There was a clear case for the Reserve Bank of India (RBI) to make a few more moves against resurgent inflation in its monetary policy for 2008-09. Rising prices seem to have fed inflationary expectations, though there is admittedly no way of knowing for sure in India. These expectations could lead to demands for higher wages in the future as people try to protect their real earnings from the ravages of inflation. And that, in turn, may start an inflationary spiral that could conceivably harm long-term economic growth. Getting the inflation rate down to 5% (if not lower) is clearly top priority.
Illustration: Jayachandran / Mint
The central bank had already decided on 17 April on a two-step increase in the cash reserve ratio (CRR), which is the proportion of bank deposits that have to be compulsorily placed with RBI.
Governor Y.V. Reddy announced on Tuesday that there will be a further 25 basis points jump in CRR. This will both restrict the ability of banks to lend and eat into their margins. The result could be higher interest rates for business and consumer loans and, hence, the demand for them.
Of course, lower credit growth and higher interest rates are not the only tools likely to be used in the fight against inflation. The government could continue to back this up with export restrictions and lower duties on imports. Another small appreciation of the rupee is not unlikely, though this is something where RBI will not reveal its hand in advance.
In this particular policy statement, the declarations of future intent are as important as the immediate changes in CRR. While there are the mandatory statements about supporting growth, maintaining financial stability and promoting financial inclusion, the main thrust of the typically long policy statement (79 pages, for the record) is on the problem of rising inflation.
One of the several criticisms against RBI is that it lacks clarity of purpose because it tries to shoot at too many moving targets at once.
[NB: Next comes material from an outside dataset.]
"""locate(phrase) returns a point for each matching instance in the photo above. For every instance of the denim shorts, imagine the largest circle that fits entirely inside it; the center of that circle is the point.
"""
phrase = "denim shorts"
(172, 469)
In its recent draft report, the Raghuram Rajan Committee on Financial Sector Reform has suggested that RBI should follow many other central banks and embrace inflation targeting as its primary goal. It is very unlikely that RBI is about to abandon its multiple goals and enshrine inflation control as its primary dharma.
But, for the moment, it does seem that inflation control has become its main concern — and with good reason.